Toni Palzer wird der Letzte sein, der das nicht toll findet. „Im Leistungssport ist Innovation extrem wichtig“, sagt Palzer, „wenn man irgendwann mal von der Leistungsfähigkeit her auf einem bestimmten Niveau ist, kann man einfach nur noch einen Schritt nach vorn machen, indem man sein Material verbessert. Im Sommer auf dem Rad, indem man leichter unterwegs ist, oder im Winter bei Skiern und Schuhen.
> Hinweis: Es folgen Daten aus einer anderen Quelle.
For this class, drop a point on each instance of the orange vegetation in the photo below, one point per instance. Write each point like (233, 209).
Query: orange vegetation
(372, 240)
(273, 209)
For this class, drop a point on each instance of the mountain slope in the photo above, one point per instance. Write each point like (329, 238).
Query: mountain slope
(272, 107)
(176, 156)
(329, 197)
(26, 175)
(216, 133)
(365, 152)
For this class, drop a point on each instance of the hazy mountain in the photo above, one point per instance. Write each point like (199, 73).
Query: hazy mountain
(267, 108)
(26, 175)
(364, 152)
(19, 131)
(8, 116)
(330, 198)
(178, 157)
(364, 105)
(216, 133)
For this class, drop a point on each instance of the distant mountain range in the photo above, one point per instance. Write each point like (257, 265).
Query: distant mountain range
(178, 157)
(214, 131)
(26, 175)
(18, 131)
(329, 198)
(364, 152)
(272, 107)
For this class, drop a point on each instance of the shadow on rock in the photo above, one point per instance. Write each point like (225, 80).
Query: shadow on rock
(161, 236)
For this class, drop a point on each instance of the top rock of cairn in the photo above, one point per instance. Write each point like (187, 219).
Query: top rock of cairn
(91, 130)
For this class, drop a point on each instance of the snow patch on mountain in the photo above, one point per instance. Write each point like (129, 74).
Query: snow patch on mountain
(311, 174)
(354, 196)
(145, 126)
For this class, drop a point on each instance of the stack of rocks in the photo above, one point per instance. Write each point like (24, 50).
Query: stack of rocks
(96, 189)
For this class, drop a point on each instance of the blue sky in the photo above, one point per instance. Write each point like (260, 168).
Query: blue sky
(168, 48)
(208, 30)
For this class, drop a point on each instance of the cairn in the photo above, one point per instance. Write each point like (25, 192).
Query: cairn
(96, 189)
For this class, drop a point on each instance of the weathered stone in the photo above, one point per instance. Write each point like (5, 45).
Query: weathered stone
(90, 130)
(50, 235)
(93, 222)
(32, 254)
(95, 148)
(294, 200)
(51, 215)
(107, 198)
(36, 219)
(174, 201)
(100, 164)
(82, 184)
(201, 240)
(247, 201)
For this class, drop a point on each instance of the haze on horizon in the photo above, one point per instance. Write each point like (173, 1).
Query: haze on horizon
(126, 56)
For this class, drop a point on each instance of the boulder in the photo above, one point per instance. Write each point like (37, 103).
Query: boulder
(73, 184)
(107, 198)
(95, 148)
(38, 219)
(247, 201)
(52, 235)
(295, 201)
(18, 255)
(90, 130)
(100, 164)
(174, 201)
Gerade im Wettkampf, der ja immer eine Ausnahmesituation ist, muss man schauen, dass das Material zu hundert Prozent funktioniert, dass man maximal leicht unterwegs ist, um seine Leistung zeigen zu können.“ In den letzten zehn Jahren habe sich in seinem Sport viel getan in Sachen Entwicklung: „Wenn ich meine aktuellen Ski mit denen von früher vergleiche: Die alten waren sicher 200 Gramm schwerer.“ Das klingt nach wenig, ist in einem Sport, bei dem es wirklich auf jedes Gramm ankommt, jedoch ein gewaltiger Faktor. „Hinzu kommt die Abfahrtsperformance“, sagt Palzer, „früher sind mir die Ski schon relativ oft gebrochen - mittlerweile weiß ich schon gar nicht mehr, wann mir das zum letzten Mal passiert ist. Bestimmt vor fünf, sechs Jahren. Weil das Material einfach so gut geworden ist.“

Wichtig ist außerdem der Sicherheitsaspekt, denn wenn Palzer in irgendeinem felsigen Steilhang das Material kaputt geht, hat er keine Knautschzone: „Wenn man Leistungssport macht, investiert man extrem viel, und dann soll das Ganze ja doch einigermaßen sicher sein. Man investiert nicht so viele Trainingsstunden, damit einem im Wettkampf dann das Material unter den Füßen wegbricht und man sich auch noch wehtut. Aber durch all die Innovationen wird das schon viel sicherer.“ Ein Satz, den wohl auch dieser Edison unterschreiben würde.